Jill Martin, a Today Show contributor, writes in her book, “I Have Nothing To Wear”, that women should get rid of 75% of their closets. That means going through all those clothes, shoes, scarves and belts and finding the 25% that you can’t live without. I love a good challenge. In fact, I was so inspired after I watched Jill’s segment on Today that I ran upstairs to get started.
At the end of my great closet purge I ended up getting rid of two pairs of jeans, a black vest and a sweater. Four items. Not even close to 75% of my closet. So where did I go wrong? Or should I say, where did I go right?
Several years ago I heard a professional organizer share tips on how to keep closets under control. She advised that for every new item you buy you should get rid of an old item. I thought this was an ingenious idea.
I loved her advice so much that I have made it an ongoing habit. The reason I didn’t have 75% of my closet to purge was because I’ve learned how to keep my closet under control.
Everything I own is something that I actually wear. At the end of each season I will make another assessment and if there are items that have gone unworn, they will eventually make it to the give-away pile.
So, how do we get started, and how do we keep our closets under control?
- Schedule a day to thoroughly go through your closets.
- Assess what you have and make piles.
- Keep items that you absolutely love, wear or use on a consistent basis.
- Donate items that do not fit properly or you haven’t worn for 6 months to a year. Anything that has been shoved to the back corner of your closet should probably go.
- Maybe items are those that you may want to think about. At the end of the day go through this pile and make your final decision.
This is also a wonderful way to teach your kiddos how to manage their own stuff. I believe that training our kids on how to do a good closet and toy cleanse will give them a tremendous skill for years to come.
Here’s what I did with my girls:
- Schedule a portion of the day for a little one-on-one time.
- Let the child Choose the area of the room/closet we will be focussing on first. (I like to pick two areas that we will tackle. The child chooses the order in which we work. This gives them a sense of control over the situation.)
- Have the child Expose the stuff and lay in on the floor.
- Allow the child to Assess items and put them in the appropriate piles.
This year my eight-year-old was responsible for going through all her drawers and hanging clothes and trying everything on to see what fit and what she had outgrown. She has learned how to make piles without my constant supervision. When she was done I checked on her work. She had re-organized her drawers with the clothes that still fit, and had put everything else in a pile ready for donation. I’ve been working with her for a long time, and she is becoming quite the pro.
My six-year-old struggles a bit more in this area. She is a very responsible little girl, but has a completely different temperament. I allow her to take her time and give her space to process as we work.

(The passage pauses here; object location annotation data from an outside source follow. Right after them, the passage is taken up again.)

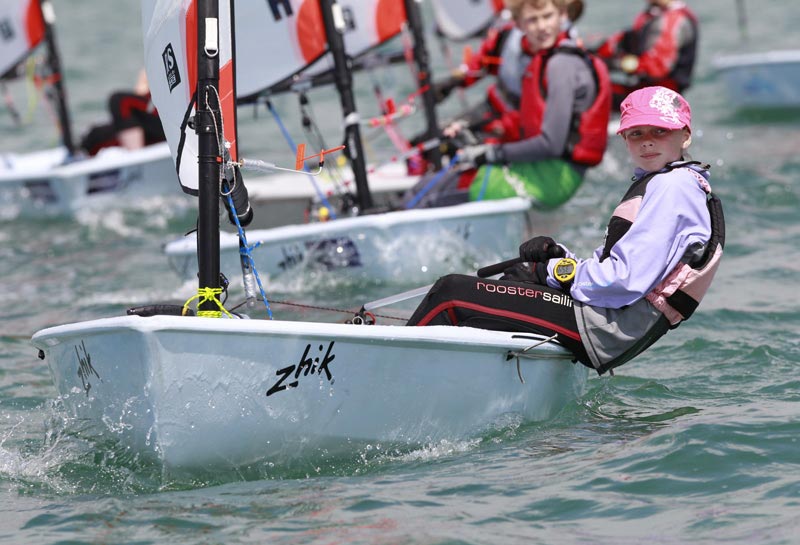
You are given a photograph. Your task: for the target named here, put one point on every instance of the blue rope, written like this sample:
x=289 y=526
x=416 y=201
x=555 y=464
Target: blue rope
x=435 y=180
x=293 y=146
x=247 y=251
x=485 y=182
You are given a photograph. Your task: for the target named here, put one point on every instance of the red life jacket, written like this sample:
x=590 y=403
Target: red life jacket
x=656 y=62
x=588 y=137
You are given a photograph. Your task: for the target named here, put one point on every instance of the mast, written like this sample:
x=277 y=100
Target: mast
x=207 y=119
x=334 y=27
x=54 y=63
x=421 y=58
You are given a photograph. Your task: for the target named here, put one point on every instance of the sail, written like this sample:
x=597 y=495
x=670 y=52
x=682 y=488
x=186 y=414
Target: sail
x=170 y=38
x=22 y=28
x=276 y=39
x=463 y=19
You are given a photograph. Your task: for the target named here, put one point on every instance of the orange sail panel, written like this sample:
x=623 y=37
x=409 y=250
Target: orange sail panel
x=22 y=29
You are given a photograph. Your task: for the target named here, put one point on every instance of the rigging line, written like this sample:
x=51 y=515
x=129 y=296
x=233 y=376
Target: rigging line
x=311 y=128
x=293 y=147
x=387 y=121
x=247 y=251
x=329 y=309
x=435 y=180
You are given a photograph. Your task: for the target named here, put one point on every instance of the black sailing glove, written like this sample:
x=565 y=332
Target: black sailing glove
x=533 y=273
x=481 y=154
x=540 y=249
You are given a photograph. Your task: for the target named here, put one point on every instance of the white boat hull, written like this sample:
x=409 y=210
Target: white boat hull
x=40 y=184
x=201 y=393
x=285 y=198
x=413 y=246
x=762 y=80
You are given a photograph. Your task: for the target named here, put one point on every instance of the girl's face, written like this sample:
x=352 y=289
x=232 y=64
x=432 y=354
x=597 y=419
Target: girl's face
x=651 y=147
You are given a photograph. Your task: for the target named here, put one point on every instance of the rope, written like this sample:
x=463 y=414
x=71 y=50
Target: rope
x=207 y=295
x=293 y=147
x=435 y=180
x=331 y=309
x=485 y=182
x=247 y=252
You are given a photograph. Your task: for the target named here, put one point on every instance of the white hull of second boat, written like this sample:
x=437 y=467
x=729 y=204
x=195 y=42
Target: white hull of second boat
x=285 y=198
x=205 y=393
x=412 y=246
x=41 y=184
x=762 y=80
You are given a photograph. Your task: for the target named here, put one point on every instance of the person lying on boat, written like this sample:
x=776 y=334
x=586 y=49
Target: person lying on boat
x=134 y=121
x=662 y=247
x=660 y=48
x=558 y=131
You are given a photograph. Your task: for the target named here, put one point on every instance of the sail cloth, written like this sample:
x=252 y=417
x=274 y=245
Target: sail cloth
x=22 y=28
x=170 y=51
x=460 y=20
x=275 y=39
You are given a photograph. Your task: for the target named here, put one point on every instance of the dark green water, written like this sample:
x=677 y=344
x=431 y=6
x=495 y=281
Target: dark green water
x=694 y=442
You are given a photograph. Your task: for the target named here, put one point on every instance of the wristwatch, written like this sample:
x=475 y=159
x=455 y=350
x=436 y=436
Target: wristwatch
x=564 y=271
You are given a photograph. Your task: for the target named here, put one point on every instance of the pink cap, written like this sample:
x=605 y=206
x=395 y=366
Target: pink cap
x=656 y=106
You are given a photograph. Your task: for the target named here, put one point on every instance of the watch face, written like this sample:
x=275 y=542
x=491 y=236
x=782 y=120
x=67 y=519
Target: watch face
x=564 y=270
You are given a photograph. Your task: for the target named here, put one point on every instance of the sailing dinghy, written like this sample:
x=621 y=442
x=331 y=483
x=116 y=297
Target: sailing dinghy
x=210 y=391
x=380 y=247
x=767 y=80
x=60 y=182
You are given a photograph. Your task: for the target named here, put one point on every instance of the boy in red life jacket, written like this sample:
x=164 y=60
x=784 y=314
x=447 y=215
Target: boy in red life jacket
x=660 y=48
x=134 y=121
x=560 y=127
x=558 y=131
x=500 y=55
x=662 y=247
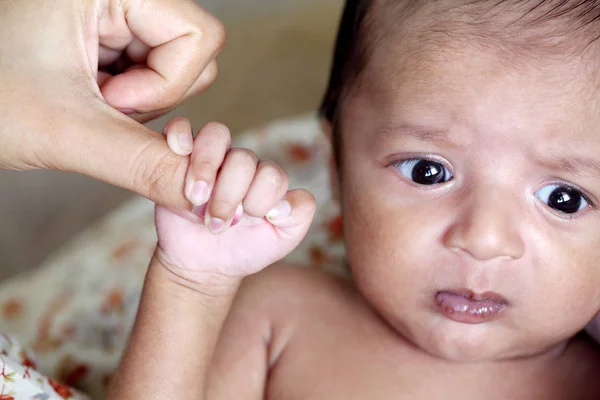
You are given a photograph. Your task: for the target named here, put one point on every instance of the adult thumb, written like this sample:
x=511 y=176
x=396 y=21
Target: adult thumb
x=106 y=145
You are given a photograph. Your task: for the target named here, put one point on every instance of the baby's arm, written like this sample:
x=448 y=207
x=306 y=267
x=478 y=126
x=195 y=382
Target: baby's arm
x=197 y=268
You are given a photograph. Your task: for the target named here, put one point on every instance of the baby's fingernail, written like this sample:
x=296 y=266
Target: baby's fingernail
x=185 y=143
x=199 y=193
x=215 y=225
x=282 y=210
x=200 y=210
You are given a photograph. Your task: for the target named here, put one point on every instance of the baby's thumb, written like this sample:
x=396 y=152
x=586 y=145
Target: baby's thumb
x=293 y=215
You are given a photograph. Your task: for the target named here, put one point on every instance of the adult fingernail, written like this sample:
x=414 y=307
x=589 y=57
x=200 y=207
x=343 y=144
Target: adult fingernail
x=185 y=142
x=199 y=193
x=239 y=212
x=282 y=210
x=215 y=225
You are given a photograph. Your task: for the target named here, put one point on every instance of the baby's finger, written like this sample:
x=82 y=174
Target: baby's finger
x=179 y=136
x=270 y=184
x=235 y=177
x=293 y=215
x=210 y=146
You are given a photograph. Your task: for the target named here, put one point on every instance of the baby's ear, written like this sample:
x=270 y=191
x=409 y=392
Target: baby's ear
x=327 y=129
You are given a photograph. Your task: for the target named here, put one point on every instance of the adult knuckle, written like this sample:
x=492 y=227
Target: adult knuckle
x=218 y=132
x=223 y=206
x=243 y=156
x=273 y=175
x=152 y=174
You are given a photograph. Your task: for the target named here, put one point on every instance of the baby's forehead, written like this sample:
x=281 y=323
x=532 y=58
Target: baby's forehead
x=416 y=39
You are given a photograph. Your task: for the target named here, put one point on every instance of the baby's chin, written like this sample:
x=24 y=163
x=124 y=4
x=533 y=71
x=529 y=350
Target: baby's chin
x=467 y=343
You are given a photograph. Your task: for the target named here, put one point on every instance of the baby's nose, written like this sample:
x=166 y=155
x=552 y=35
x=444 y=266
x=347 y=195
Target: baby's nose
x=487 y=226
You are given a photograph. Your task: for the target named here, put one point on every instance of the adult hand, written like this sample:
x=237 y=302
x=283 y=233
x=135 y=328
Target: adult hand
x=76 y=76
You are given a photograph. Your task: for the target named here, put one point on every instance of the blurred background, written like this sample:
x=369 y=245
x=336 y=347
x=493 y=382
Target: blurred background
x=275 y=64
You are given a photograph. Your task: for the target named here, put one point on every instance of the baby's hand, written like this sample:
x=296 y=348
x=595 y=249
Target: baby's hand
x=244 y=218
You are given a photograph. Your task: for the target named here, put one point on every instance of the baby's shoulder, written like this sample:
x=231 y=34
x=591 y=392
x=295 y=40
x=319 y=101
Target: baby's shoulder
x=284 y=293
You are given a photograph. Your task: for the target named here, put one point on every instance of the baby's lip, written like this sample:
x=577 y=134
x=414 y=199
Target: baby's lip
x=478 y=297
x=468 y=307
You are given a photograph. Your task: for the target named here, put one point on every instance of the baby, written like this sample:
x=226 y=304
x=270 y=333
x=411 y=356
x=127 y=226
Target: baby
x=467 y=152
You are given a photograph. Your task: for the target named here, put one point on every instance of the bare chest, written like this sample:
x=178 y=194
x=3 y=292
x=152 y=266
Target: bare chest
x=344 y=364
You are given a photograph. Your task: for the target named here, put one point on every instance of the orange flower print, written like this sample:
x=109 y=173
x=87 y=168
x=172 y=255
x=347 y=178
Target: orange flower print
x=11 y=309
x=26 y=361
x=61 y=389
x=70 y=371
x=114 y=301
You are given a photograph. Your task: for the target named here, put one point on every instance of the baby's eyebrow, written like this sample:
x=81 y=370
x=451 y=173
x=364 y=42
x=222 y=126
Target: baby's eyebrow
x=424 y=133
x=573 y=164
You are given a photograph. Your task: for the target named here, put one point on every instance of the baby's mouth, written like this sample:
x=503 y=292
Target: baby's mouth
x=465 y=306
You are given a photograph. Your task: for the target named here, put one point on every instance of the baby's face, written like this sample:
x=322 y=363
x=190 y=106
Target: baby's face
x=470 y=186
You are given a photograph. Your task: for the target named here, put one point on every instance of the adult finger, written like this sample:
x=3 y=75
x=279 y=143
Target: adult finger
x=188 y=39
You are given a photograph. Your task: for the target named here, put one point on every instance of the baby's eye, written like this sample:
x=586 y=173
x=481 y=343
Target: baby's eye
x=423 y=171
x=562 y=198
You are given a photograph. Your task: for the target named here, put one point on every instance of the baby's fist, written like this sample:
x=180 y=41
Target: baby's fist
x=244 y=218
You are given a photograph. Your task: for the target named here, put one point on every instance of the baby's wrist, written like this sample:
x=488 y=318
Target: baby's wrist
x=203 y=284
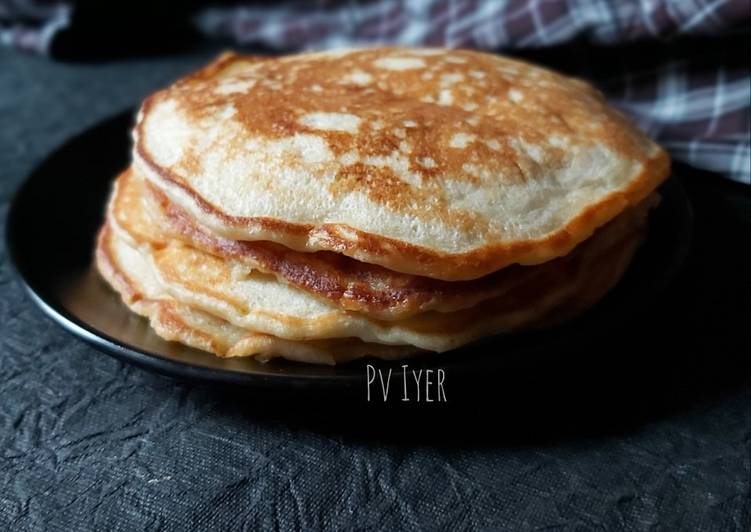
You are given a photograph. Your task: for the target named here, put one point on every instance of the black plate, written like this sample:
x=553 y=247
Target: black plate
x=50 y=238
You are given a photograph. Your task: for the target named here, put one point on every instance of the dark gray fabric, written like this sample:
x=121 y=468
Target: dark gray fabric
x=656 y=438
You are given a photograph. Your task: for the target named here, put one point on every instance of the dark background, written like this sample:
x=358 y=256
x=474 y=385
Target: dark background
x=649 y=429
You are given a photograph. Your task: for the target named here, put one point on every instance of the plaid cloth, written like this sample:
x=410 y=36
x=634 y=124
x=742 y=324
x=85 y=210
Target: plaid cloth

One of the things I have tried to do as we have gone through toys and placed them in piles, is to verbally walk them through the process. I will ask questions like, “Why would we put this in the give-away pile?” or “What makes this item a keeper?” I have found that by talking them through it, and encouraging them to articulate why they are deciding to keep or get rid of something, allows them to fully understand what we are doing. It’s not just about getting the job done, but knowing the why behind it. At least, that’s my approach.
I would LOVE to know if/when you have done your own closet cleansing, and how did you do it? Have any of you tried to purge 75% of your own closets? If you have children, how have you brought them along in the process? If you have any additional small-space living tips, please share them. I will post them in an upcoming edition of this small-space living series!